Hello folks. I've encountered an issue I seem to h...
# rke2
c
Hello folks. I've encountered an issue I seem to have resolved but don't quite understand why it got resolved or why it happened in the first place. Any insight would help me. Yesterday we were seeing an issue where every 40-60 minutes, my single node (yes it's embarassing) kubernetes cluster would die. This happened at that interval for 8 hours. Long story short, I was able to find messages in dmesg corresponding to the outages wherein I saw messages about "Memory cgroup out of memory: killed process blah". The processes being killed seemed to be Python and Ansible playbooks being spawned by AWX (this cluster runs AWX, which is the open source version of Ansible Automation Platform). I kept looking at the box and it had 25 GB of memory free out of 48 GB, so it wasn't a question of OS resource contention. I finally landed on the awx-operator deployment. It had been stuck in the 90% memory limit utilization range. I killed it and it came back at 5% memory limit utilization and has stayed there. Ever since then, the rke2 cluster has been stable, there have been no additional OOM kills in dmesg, and no outages. Looking further into dmesg, I see that there are messages about memory usage of 983040kB and limit of 983040kB. this corresponds to the memory limit of awx-operator. Now, maybe I'm missing something or my interpretation is wrong, but it seemed like awx-operator was complaining about running out of memory, informing kubernetes of it, and kubernetes responded by killing other containers rather than killing the awx-operator container. It's my understanding if a container hits its memory limit, kubernetes kills THAT container, and not other ones. I looked and awx-operator has priority: 0, there are no resource quotas on my namespace, pod usage is not close to approaching node limits. I'm running rke2 v1.29.15. So maybe my understanding is wrong, or I arrived at the wrong conclusions as to what my root cause was, but I am baffled and if anyone has any experience with this and can help me fill in a knowledge gap, you'll be a good person :)
c
but it seemed like awx-operator was complaining about running out of memory, informing kubernetes of it, and kubernetes responded by killing other containers rather than killing the awx-operator container.
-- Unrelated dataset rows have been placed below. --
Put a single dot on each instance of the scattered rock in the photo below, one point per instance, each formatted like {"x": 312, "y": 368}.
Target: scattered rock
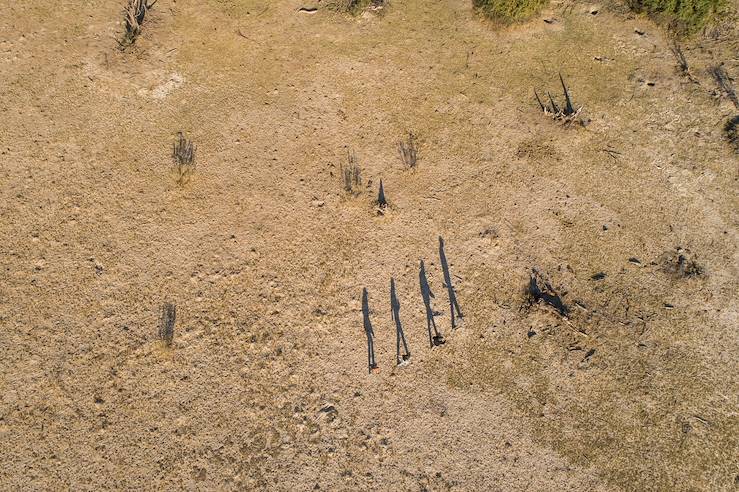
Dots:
{"x": 539, "y": 289}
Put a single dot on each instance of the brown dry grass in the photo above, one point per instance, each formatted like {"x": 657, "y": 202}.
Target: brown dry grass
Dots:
{"x": 266, "y": 385}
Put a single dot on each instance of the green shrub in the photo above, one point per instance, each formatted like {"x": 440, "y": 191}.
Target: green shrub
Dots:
{"x": 687, "y": 16}
{"x": 509, "y": 11}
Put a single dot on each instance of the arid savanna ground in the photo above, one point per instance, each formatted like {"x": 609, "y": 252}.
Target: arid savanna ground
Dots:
{"x": 265, "y": 255}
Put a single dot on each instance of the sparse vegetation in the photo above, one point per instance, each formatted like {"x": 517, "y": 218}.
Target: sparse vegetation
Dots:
{"x": 409, "y": 151}
{"x": 509, "y": 11}
{"x": 724, "y": 83}
{"x": 381, "y": 200}
{"x": 183, "y": 154}
{"x": 567, "y": 113}
{"x": 356, "y": 6}
{"x": 351, "y": 174}
{"x": 732, "y": 132}
{"x": 134, "y": 15}
{"x": 167, "y": 322}
{"x": 682, "y": 62}
{"x": 682, "y": 16}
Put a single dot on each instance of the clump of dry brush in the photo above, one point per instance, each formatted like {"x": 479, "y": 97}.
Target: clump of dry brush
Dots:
{"x": 724, "y": 83}
{"x": 183, "y": 154}
{"x": 566, "y": 113}
{"x": 166, "y": 323}
{"x": 351, "y": 174}
{"x": 134, "y": 15}
{"x": 409, "y": 151}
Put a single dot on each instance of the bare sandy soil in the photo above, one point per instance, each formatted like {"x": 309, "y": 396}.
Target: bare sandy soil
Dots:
{"x": 266, "y": 384}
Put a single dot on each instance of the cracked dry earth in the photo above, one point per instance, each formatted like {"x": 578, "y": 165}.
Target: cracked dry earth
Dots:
{"x": 265, "y": 255}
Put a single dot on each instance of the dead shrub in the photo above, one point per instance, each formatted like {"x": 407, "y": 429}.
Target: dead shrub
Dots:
{"x": 167, "y": 322}
{"x": 134, "y": 14}
{"x": 183, "y": 154}
{"x": 351, "y": 174}
{"x": 567, "y": 113}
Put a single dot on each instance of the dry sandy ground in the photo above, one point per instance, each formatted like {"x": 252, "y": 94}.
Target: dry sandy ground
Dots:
{"x": 266, "y": 385}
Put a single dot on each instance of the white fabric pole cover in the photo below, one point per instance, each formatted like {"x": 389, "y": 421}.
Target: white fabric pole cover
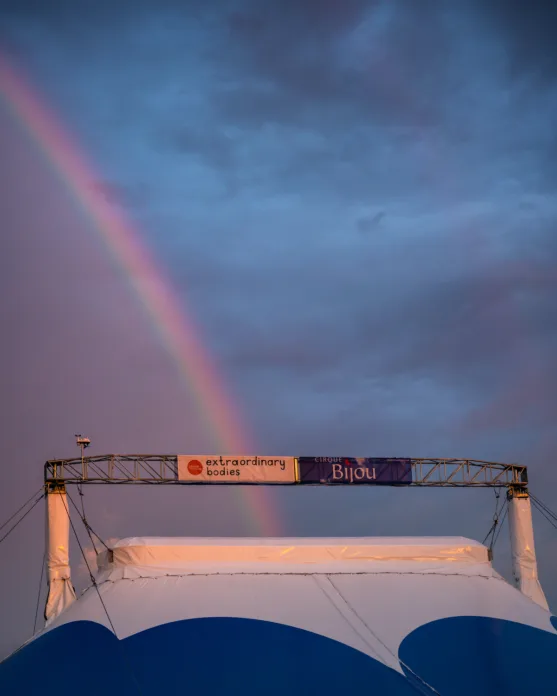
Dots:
{"x": 525, "y": 567}
{"x": 60, "y": 589}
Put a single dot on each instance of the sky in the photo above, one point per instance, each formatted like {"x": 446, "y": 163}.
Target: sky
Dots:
{"x": 356, "y": 203}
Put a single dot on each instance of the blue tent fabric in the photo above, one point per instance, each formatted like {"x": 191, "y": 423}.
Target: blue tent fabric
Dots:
{"x": 223, "y": 656}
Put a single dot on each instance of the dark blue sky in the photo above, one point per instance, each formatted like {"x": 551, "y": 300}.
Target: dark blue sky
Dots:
{"x": 356, "y": 200}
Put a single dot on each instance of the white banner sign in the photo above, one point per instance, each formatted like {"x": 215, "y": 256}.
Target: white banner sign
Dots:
{"x": 230, "y": 469}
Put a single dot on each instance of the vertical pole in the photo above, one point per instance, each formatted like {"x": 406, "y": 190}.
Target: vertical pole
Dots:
{"x": 525, "y": 567}
{"x": 60, "y": 589}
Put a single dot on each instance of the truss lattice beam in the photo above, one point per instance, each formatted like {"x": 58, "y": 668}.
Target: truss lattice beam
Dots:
{"x": 163, "y": 469}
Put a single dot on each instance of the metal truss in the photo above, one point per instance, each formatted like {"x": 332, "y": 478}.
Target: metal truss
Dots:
{"x": 163, "y": 469}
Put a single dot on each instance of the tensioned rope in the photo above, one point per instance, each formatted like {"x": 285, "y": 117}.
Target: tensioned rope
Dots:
{"x": 20, "y": 520}
{"x": 422, "y": 682}
{"x": 95, "y": 585}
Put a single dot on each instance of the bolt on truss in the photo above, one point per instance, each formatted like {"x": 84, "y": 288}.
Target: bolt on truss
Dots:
{"x": 163, "y": 469}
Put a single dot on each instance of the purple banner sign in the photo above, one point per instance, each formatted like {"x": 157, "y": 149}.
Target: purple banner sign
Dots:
{"x": 353, "y": 470}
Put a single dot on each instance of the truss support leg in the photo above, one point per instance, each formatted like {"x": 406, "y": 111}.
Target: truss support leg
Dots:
{"x": 60, "y": 589}
{"x": 525, "y": 567}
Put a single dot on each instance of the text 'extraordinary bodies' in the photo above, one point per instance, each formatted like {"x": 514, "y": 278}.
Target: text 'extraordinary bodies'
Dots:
{"x": 236, "y": 469}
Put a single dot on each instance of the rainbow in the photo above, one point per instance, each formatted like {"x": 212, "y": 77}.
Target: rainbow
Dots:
{"x": 166, "y": 312}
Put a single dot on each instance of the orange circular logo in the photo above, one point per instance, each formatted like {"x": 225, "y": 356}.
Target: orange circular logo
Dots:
{"x": 195, "y": 467}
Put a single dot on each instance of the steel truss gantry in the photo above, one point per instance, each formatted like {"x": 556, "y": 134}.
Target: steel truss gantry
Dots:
{"x": 163, "y": 469}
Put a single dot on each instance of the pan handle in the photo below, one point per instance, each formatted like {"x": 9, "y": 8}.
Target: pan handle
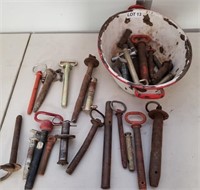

that… is not how that works.
The kernel itself controls memory allocation based on cgroup limits. If the cgroup exceeds the limit, it is killed by the kernel. This is the same OOM-killer logic that is used if the node as a whole (the root cgroup) runs out of memory.
that is why you see the OOM messages in the kernel message log. Its the kernel that does the killing when things use more memory than they are allowed.
c
Thanks for the reply and helping educate my clown ass. So that's the gap I'm missing in my understanding. If one container hits its memory limit... what should be getting killed by the kernel?
c
a process in that container
Are you running AWX in Kubernetes? Is it a pod in the RKE2 cluster?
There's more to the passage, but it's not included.